I am training the same LSTM network architecture with caffe and pytorch. But they give very different results.
caffe’s model accuracy is about 98%, but the accuracy of pytorch version is just 50%. Why?


#2

the optimizers might be subtly different, where one’s learning rate or momentum scaling is a bit different than the other…


#3

hi I meet similar problem, the result of pytorch is worse than caffe’s. Have you solved it? Thank you!


(Nick Young) #4

I finally got a close result to the Caffe version after I clarified some differences between Caffe and Pytorch:

  1. SGD implementation.
  2. dropout is not applied if there is only one RNN layer.

and also I found the data preprocessing of my pytorch version is slightly different from the Caffe version.

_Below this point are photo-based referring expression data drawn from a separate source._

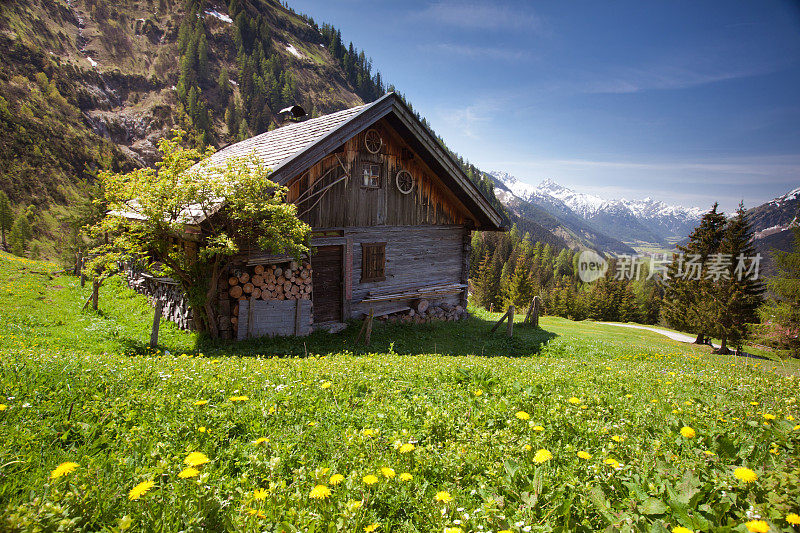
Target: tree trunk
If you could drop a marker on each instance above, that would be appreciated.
(95, 293)
(723, 347)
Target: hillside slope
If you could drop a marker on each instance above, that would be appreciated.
(87, 86)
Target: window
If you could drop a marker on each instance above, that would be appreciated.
(372, 176)
(373, 262)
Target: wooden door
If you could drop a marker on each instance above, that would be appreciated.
(327, 274)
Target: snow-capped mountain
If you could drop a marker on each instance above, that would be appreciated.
(645, 220)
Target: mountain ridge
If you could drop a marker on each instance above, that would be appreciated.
(630, 221)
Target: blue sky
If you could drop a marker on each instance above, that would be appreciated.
(689, 102)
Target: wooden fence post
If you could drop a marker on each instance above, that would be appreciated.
(81, 262)
(533, 312)
(366, 327)
(156, 323)
(95, 293)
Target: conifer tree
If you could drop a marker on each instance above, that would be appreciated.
(737, 293)
(686, 306)
(519, 290)
(6, 217)
(780, 317)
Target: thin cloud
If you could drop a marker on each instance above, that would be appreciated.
(777, 167)
(494, 53)
(469, 120)
(634, 80)
(481, 15)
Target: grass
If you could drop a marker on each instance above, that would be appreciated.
(494, 426)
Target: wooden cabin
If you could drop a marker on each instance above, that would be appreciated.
(391, 213)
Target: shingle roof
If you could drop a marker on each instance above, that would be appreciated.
(292, 149)
(276, 146)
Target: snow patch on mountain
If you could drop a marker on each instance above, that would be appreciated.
(789, 196)
(588, 205)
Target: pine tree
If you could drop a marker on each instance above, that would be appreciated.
(686, 306)
(232, 118)
(487, 284)
(737, 294)
(6, 217)
(628, 310)
(780, 317)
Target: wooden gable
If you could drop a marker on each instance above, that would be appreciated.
(332, 194)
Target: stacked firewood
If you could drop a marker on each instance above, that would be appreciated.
(423, 311)
(285, 281)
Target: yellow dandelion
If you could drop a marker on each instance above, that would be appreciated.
(140, 490)
(354, 505)
(196, 459)
(188, 472)
(443, 497)
(63, 469)
(406, 448)
(757, 526)
(542, 456)
(320, 492)
(745, 474)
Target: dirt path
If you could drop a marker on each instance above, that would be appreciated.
(680, 337)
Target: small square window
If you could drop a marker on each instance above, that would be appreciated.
(373, 262)
(372, 176)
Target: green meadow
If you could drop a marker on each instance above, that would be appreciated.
(441, 427)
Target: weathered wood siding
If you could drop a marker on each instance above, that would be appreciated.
(348, 203)
(415, 256)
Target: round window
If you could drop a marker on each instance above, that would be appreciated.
(405, 181)
(373, 141)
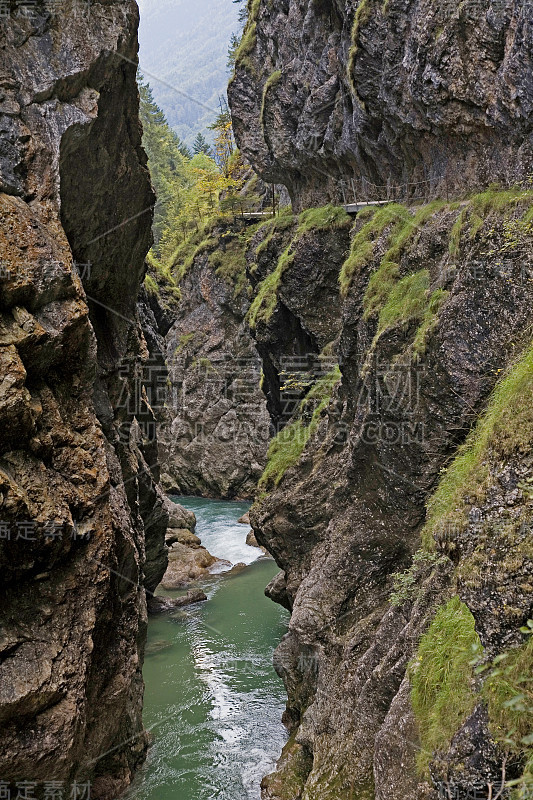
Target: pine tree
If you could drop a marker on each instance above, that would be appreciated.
(200, 145)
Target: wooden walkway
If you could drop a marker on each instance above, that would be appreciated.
(354, 208)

After I solved these problems, I got a comparable result.

Hope this helps!


#5

Thanks for your reply! Could you please describe the first factor in detail? What difference matters?


(Nick Young) #6

You could refer to here: http://pytorch.org/docs/master/optim.html

In the Note of SGD:

The implementation of SGD with Momentum/Nesterov subtly differs from Sutskever et. al. and implementations in some other frameworks.


#7

Ok, I’ll check it. Thank you very much!


(dashesy) #8

I noticed this difference too. Whereas my training works fine in Caffe, in PyTorch if I change the learning rate for the same stages/iterations that caffe changes them (step-wise) suddenly I get nan loss values.
Looking at the difference here I thought I can change the adjust_learning_rate to also change the momentum like:

def adjust_learning_rate(optimizer, lr, momentum):
        for param_group in optimizer.param_groups:
            param_group['lr'] = lr
            param_group['momentum'] = momentum / lr

But still, as soon as lr is changed, the loss becomes nan

@Nick_Young how did you solve the problem with SGD discrepancy with Caffe?


(Nick Young) #9

As mentioned above. :wink:


(dashesy) #10

I ended up with this implementation of Caffe SGD. Appreciate if you can take a look.